Our opinion: Watching what we eat


Many of us who have an insatiable appetite for understanding diet -- and by this we don't mean how to lose weight, but the kinds of food that a person or community habitually eats and how it affects our health -- were not surprised to hear of a new study that shows there is no correlation between the consumption of saturated fats and cardiovascular disease.

People who have flirted with the "paleo" diet or half-heartedly followed the recommendations of Dr. Atkins have been startled to learn how they have been duped by an industry that has lined its pockets by manufacturing carb-heavy food based on science that has been debunked time and time again.

For as long as most of us have been alive, we've been told to avoid saturated fats -- such as those found in butter and dairy foods -- and replace them with unsaturated fats, such as those in margarine and sunflower oil.

And even though that falsehood has slowly been chipped away, many of us still buy into the conventional wisdom that is pushed upon us by the food industry and its government lackeys.

Now a new review by an international group led by a team at the UK's University of Cambridge and published in the Annals of Internal Medicine is the latest in a long line of studies to further erode the foundation of our false knowledge about our diets.

This latest review, a meta study of 72 separate studies on heart risk and intake of fatty acids, doesn't mince words.

"This analysis of existing data suggests there isn't enough evidence to say that a diet rich in polyunsaturated fats but low in saturated fats reduces the risk of cardiovascular disease," said Prof. Jeremy Pearson, the associate medical director of the British Heart Foundation, which partly funded the study.

In other words, the study's authors found no evidence to support guidelines that say people should restrict saturated fat consumption to lower their risk of developing heart disease. The authors also were unable to find a link between the consumption of omega-3 and omega-6 fatty acids and a reduction in heart risk.

As Pearson noted "Alongside taking any necessary medication, the best way to stay heart healthy is to stop smoking, stay active, and ensure our whole diet is healthy -- and this means considering not only the fats in our diet but also our intake of salt, sugar and fruit and vegetables."

Nina Teicholz, writing for the Wall Street Journal, notes there has never been solid evidence for the idea that saturated fats cause disease.

"We only believe this to be the case because nutrition policy has been derailed over the past half-century by a mixture of personal ambition, bad science, politics and bias."

As any follower of Weston Price or reader of Gary Taubes can tell you, our faulty belief that saturated fats were killing us dates back to the 1950s and Ancel Keys, who "through sheer force of will" (as Teicholz describes it), drove the consensus that saturated fats raised bad cholesterol levels and caused heart attacks.

"Critics have pointed out that Dr. Keys violated several basic scientific norms in his study. For one, he didn't choose countries randomly but instead selected only those likely to prove his beliefs," wrote Teicholz.

But something else was happening while Keys was pushing his diet recommendations on the world -- heart disease had become the No. 1 killer of Americans.

At the same time, Americans were smoking more tobacco and consuming more refined carbohydrates, sugar and high-fructose corn syrup. We also started consuming less butter and lard and more vegetable oils.

Teicholz notes that people with diets high in vegetable oils had an increased risk of cancer and gallstones and were more likely to die from accidents and suicides, perhaps due to psychological problems related to changes in brain chemistry caused by diet.

"We've also known since the 1940s that when heated, vegetable oils create oxidation products that, in experiments on animals, lead to cirrhosis of the liver and early death," writes Teicholz, and recent studies have linked them to inflammation, which has been linked to heart disease and Alzheimer's.

And need we remind you about trans fats?

"In short, the track record of vegetable oils is highly worrisome -- and not remotely what Americans bargained for when they gave up butter and lard," writes Teicholz.

But this doesn't mean people should just ignore the solid science that has linked overconsumption of red meats and processed meats with deleterious health effects.

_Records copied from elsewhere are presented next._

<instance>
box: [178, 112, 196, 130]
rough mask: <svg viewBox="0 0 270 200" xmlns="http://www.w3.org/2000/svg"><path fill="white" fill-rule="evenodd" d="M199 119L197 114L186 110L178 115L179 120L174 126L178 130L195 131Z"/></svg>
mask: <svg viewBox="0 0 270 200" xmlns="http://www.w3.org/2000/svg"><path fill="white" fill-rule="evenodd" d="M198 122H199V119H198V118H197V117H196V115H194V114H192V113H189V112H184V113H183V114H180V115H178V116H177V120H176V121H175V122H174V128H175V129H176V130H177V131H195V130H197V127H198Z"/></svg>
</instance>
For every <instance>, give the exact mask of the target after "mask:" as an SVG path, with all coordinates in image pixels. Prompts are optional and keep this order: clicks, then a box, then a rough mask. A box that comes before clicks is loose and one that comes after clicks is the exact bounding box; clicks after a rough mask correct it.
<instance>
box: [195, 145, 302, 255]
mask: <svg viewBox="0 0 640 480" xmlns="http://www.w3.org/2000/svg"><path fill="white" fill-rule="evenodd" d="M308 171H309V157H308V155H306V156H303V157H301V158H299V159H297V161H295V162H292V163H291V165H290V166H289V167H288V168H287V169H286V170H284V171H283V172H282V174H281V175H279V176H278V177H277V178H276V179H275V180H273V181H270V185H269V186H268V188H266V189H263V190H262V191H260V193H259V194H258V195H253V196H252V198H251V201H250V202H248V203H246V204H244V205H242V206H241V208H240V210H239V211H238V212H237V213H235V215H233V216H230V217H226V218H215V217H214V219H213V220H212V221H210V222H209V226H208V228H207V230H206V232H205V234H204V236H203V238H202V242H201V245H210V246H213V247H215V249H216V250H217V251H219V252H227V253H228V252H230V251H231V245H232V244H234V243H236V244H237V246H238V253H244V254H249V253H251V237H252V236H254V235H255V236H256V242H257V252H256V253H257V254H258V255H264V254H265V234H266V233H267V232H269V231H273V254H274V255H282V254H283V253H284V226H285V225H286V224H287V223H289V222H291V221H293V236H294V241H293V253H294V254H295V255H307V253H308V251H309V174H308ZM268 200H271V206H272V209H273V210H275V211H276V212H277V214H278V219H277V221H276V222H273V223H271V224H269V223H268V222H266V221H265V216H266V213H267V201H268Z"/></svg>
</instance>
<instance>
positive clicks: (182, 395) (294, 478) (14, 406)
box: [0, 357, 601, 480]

A recent Harvard study found that replacing a serving of red meat with nuts, legumes or chicken helped lengthen life expectancy. But it also concluded that added sugar in drinks and in snack foods as well as the simple carbohydrates found in potatoes, white flour and processed foods are the primary causes of obesity and diabetes.

If we can turn down the noise of the pseudo-science that has permeated the conversation about our diet, the solution is very simple and wholly intuitive.

What we do know, and what should be common sense by now, is a well-rounded diet, low in all types of processed foods, is essential for good health. It's also important to eat three meals a day, especially a good breakfast, a refreshing lunch and a decent dinner, with snacks of fruits, nuts and seeds, and vegetables in between. And exercise, even if it's just a brisk walk every day, not only helps keep weight off, but has been proven to contribute to heart health and brain vitality, not to mention its positive effect on mood.

Engaging in those three practices could cure many of the ills that ail us, and all three are relatively easy to accomplish, if we only allow our minds to over-rule our stomachs and the food-industry propaganda.